10 Benefits of Being a Graphic Artist

Articles May 11, 2009

1. Express Your Creativity

Probably the most important benefit of being a graphic artist is the ability to express your creativity, while still earning a great living. Many artists are moving towards graphic design because it’s easier to make a living as a graphic designer than it is in areas such as fine art.

More Graphic Artist Benefits

graphic-artist

If fine art is your passion than you should pursue your passion, but being a graphic artist is very rewarding and you can still work in fine art and other areas. I loved both computers and art so graphic art seemed to be a good combination of the two for me, but I still dabble in fine art such as painting in my free time.

2. Web or Print Flexibility

The cool thing about being a graphic artist is that you have different mediums just like in fine art. The two big ones being print and web. Web is obviously more recent and still relatively new. If you get into web design and you can pick up programming skills such as html, css and php you will open up an entire new world of job opportunities for yourself.

Being a graphic artist will allow you to branch off into other skill sets easily that can dramatically increase your freelance or business grow potential.

3. Huge Client Base

Some businesses have a limited client base, but every business needs a graphic artist. If a business is going to do marketing than some one is going to need to design those marketing materials. As long as businesses keep growing and new ones keep appearing, then graphic artists will always have plenty of work. Because of this, the competition is getting rougher every day, so you will need to work much harder to stand out from the crowd.

4. Freelance

My favorite part about the graphic art career is the ability to easily do freelance work online. There are tons of places to find freelance work on the Internet and you can make some incredible money from the comfort of your own home in your free time.

5. Run Your Own Studio

If you have ever dreamed of having your own studio or office than you could turn your freelance business into a larger operation and begin running your own studio. This is a great option if you want to play the role of manager or art director and gain a lot more exposure by doing graphic artwork for very large brands, not to mention making more money!

6. Work In-House

If you are not ready to freelance or run your own studio you can always work full-time for some one else. Working In-House can give you the stability you need for peace of mind. Some designers worry about their creativity being limited in-house and this can happen, but you need to take a look at the benefits and disadvantages to make the right choice.
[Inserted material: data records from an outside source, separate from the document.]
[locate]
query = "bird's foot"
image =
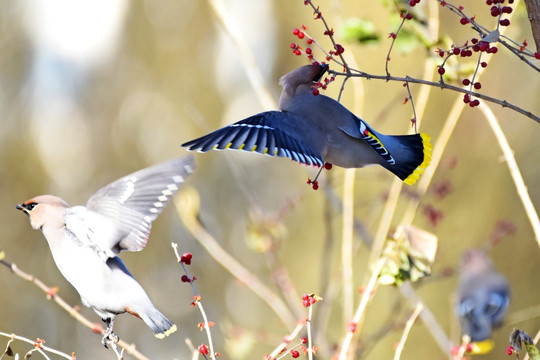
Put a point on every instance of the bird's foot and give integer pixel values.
(109, 338)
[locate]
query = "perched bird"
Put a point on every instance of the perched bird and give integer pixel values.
(85, 240)
(483, 296)
(314, 129)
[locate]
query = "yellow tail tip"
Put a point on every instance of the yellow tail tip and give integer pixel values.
(171, 330)
(411, 179)
(482, 347)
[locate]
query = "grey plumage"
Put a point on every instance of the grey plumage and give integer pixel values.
(483, 295)
(85, 240)
(317, 129)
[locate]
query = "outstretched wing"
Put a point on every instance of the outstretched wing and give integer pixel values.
(134, 201)
(271, 133)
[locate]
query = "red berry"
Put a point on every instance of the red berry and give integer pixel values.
(484, 46)
(203, 349)
(186, 259)
(509, 350)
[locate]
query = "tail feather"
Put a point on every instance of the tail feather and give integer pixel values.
(412, 154)
(160, 325)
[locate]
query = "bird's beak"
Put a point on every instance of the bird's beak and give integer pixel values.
(324, 68)
(22, 208)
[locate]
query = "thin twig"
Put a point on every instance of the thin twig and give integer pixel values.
(360, 310)
(347, 243)
(408, 327)
(443, 86)
(51, 294)
(193, 225)
(197, 300)
(41, 346)
(292, 335)
(513, 168)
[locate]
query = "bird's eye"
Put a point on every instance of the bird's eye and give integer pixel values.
(30, 206)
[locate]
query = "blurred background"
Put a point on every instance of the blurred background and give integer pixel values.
(93, 90)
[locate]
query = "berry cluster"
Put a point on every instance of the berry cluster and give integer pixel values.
(309, 299)
(476, 45)
(185, 259)
(203, 349)
(38, 344)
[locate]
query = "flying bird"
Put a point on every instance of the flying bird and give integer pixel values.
(85, 240)
(314, 129)
(483, 296)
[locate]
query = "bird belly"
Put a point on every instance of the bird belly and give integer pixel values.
(100, 286)
(348, 152)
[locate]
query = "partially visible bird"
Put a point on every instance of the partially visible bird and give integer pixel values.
(314, 129)
(85, 240)
(483, 296)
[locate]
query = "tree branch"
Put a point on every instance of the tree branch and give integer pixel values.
(533, 11)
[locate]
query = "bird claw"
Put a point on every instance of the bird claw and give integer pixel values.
(109, 338)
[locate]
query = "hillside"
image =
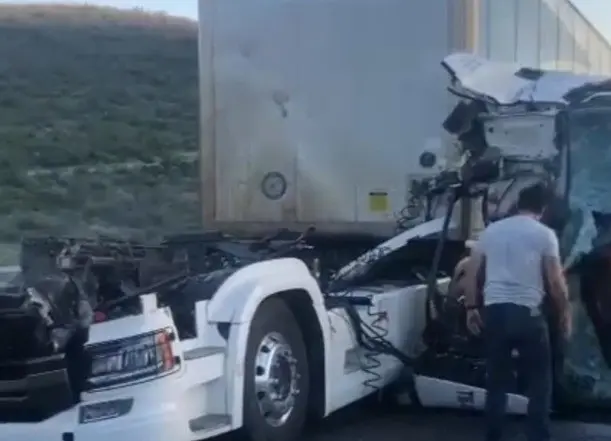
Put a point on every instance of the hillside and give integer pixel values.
(82, 86)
There are plenty of other ways to lets your creative energy run wild while not working in-house so don’t get too caught up about having more limits on what you can and can’t do. Its just part of doing business!

7. Easy to Get Into

If you have a decent computer and a few Adobe programs you are pretty much ready to rumble! After that it’s all about creativity, hard work, self growth and networking to name a few things. Compared to other careers being a graphic artist could be seen a pretty low cost career to get into as opposed to say starting a landscaping business where you would need a truck and tons of expensive equipment and other materials.
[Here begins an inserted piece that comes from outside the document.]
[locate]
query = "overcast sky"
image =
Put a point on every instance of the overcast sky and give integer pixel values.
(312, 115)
8. You can Learn on Your Own

While I do recommend going to school for graphic design, many amazing graphic artists learned on their own. If you practice enough at home, study other art, practice tutorials, read books and really have a passion for design you can learn on your own. The big benefit of going to school is having teachers to guide you and critique your work, so if you learn yourself you need to be able to gauge what your current skill level is and understand what areas you need improvement in.

9. Few Expenses

Another great thing about being a freelance graphic artist is that there are few business expenses. If you have a computer and software already than there isn’t much else you need to spend money on. If you are going to handle printing for clients you would work this into the total project quote and the same goes for stuff like buying stock images or hiring an illustrator for a project.

You might have some web expenses such as website hosting and maybe a marketing budget, but overall costs should be pretty low if your a freelancing, which means more profits for you!

10. Easy Online Marketing

The design community is incredibly rich online. I have never seen so many different useful and unique sites for an online niche before. The design community is full of great forums, blogs, gallery sites, organizations, tutorials sites and much more. There are so many ways to market your skills online its not even funny. It just takes a little a bit of time and energy to make the most of the web.
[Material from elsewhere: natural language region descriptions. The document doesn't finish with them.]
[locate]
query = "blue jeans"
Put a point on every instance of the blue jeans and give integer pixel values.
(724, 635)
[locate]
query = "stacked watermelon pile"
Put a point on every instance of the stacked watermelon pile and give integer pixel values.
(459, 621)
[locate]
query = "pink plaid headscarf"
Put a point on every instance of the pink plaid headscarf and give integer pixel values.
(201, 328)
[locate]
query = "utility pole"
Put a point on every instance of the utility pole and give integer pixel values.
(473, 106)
Hope you enjoyed this post, please be sure to Subscribe for more posts!

Follow us on Facebook, Twitter, Google+, and Pinterest to keep yourself updated with the hottest art inspiration, graphic design tips, and resources. Lastly, our RSS feed is open for subscriptions!
Share This Post
 

Cadence is You The Designer's senior blogger, and the most jack-of-all-trades of the staff. She's always trying out something different every day, some of which fuels her posts here on the blog. Let her know if you want us to post more about your favorite topic - she might know more than a thing or two about it!

Powered by Shutterstock
  • rd

    Untrained graphic artists are the bane of my existence; it may be easy to get into, but there would be a lot better design out there if everybody didn’t just go ahead and decide they were designers.

  • http://www.trulyace.com Amanda Vlahakis

    I have to agree that all of all of the creative jobs one could pursue, graphic design is probably one the most achievable roles to make a career out of.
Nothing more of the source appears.